REPUBLIC Day 2019 was the fifth Republic Day under the Prime Ministership of Narendra Modi and the mood of the country was anything but celebratory. The customary Republic Day eve address of the President, the pomp and grandeur of the Republic Day parade, the long list of Padma awardees and Bharat Ratnas may suggest that it is business as usual. But if we look at the larger picture emerging from outside of Lutyen’s Delhi, we can easily see India’s continuing descent to an ever deeper crisis. Seven decades ago when the Constitution came into existence, the words Justice, Liberty, Equality and Fraternity highlighted in the Preamble of the Constitution promised a new world. Today we are only reminded of how far away India has been pushed from those cherished ideals.
Just on the eve of Republic Day Haryana reported yet another case of lynching. In yet another case of a Muslim youth being targeted in the name of cow-smuggling, 24-year-old Naushad Mohammad was chained to a power supply pole and thrashed for hours in Haryana’s Rohtak district. The police stood silent witness and eventually took him to the police station only to keep him chained and frame him under false charges. It is this collusion of the police and lynch mobs which increasingly defines ‘governance’ in state after state. This official patronage also ensures judicial impunity for the perpetrators of hate crimes.

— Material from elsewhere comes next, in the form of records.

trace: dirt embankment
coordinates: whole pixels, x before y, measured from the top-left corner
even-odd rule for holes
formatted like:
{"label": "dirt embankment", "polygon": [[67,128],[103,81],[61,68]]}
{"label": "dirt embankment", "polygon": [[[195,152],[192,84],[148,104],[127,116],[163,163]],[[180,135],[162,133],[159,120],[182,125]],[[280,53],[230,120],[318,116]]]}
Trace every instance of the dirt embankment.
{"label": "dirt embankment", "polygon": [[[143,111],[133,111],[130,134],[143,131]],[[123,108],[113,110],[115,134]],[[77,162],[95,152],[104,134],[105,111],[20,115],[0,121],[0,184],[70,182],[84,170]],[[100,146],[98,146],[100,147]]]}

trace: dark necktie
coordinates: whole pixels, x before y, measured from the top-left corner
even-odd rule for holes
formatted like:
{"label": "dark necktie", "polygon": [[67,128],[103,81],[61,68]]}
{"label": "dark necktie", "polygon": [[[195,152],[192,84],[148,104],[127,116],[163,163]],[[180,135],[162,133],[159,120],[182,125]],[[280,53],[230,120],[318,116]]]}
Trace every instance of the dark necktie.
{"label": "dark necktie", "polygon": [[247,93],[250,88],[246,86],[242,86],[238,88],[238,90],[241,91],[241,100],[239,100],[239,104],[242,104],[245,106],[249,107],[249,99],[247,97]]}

The hastily passed constitutional amendment to introduce 10 percent reservation for so-called economically weaker sections, with economic backwardness defined by annual income of up to Rs 800,000 and agricultural land holding of up to 5 acres had already marked a heavy blow to the principle of social justice enunciated in the Constitution. The Supreme Court added another hefty punch by upholding the Allahabad High Court verdict on the 13-point roster system in university recruitments which effectively negates the provision of reservation for SC/ST/OBCs. Together, these twin blows threaten to undo the entire framework of reservation.
While the weakening of reservation reinforces the caste hierarchy of graded social inequality, the economic policies of liberalisation and privatisation relentlessly widen the gap between rich and poor in terms of wealth and income. The latest figures in the Oxfam report on global inequality indicate tremendous concentration of wealth in India in ever fewer hands. The richest 9 Indians now hold as much wealth as the bottom half of our people. The net worth of Mukesh Ambani alone accounts for nearly as much as the gross domestic state product of Odisha. Viewed in comparison to the central budget, this is just a little less than four times the combined allocation for the ministries of health and family welfare, women and child development and drinking water and sanitation.
While wealth continues to concentrate in a few hands, the banks in India are reeling under the growing pressure of non-performing assets caused by non-repayment of loans by big corporate houses. The government has done its best to protect these loan sharks by all means possible, from refusing to publish the names of defaulters to enabling them to flee the country. Just when the CBI initiated some action in the ICICI loan scam, none other than Finance Minister Arun Jaitley, who is currently undergoing treatment in the United States warned the CBI against what he called investigative adventurism and the CBI officer probing the case was shunted out to Ranchi. And now Cobrapost has exposed a whopping Rs. 31,000 crore financial scam involving the Dewan Housing Finance Corporation Limited (DHFL), a key donor for the BJP.
All-round collapse of governance, systematic assault on the Constitution and an economy tottering at the brink of a disaster – between Republic Day 2015 and Republic Day 2019, the Modi government has pushed India downhill on all fronts. Ahead of the 2019 Lok Sabha elections, it has thrown India into a state of anarchy and despair the like of which has been seldom seen in the past. Contrary to the Sangh brigade’s loud slogans of nationalism, India has never been as divided in the last seventy years of its history. The much vaunted paradigm of ‘cooperative federalism’ has turned out to be an unabashed exercise in coercive and communal centralism, and the result is there for all of us to see.
It is not only that the Modi government has further deepened the suffering and alienation of the people of Kashmir; today the whole of the North-East, Assam in particular, is boiling in rage against the mischievous Citizenship Amendment Act and the southern states too are feeling betrayed on every count. On his recent visit to Tamil Nadu and Kerala, Narendra Modi was once again greeted with the popular cry of #GoBackModi. No Prime Minister in the past had evoked such strong opposition in the southern states. India can move forward only as a secular and federal democracy with policies ensuring social justice and equitable development. The Modi government has been a live demonstration of the disaster that awaits us if the powers that be not only fail to deliver but actively reject this basic framework. And in the process it has given us the battle cry of the 2019 elections: Unite to fight, fight to win.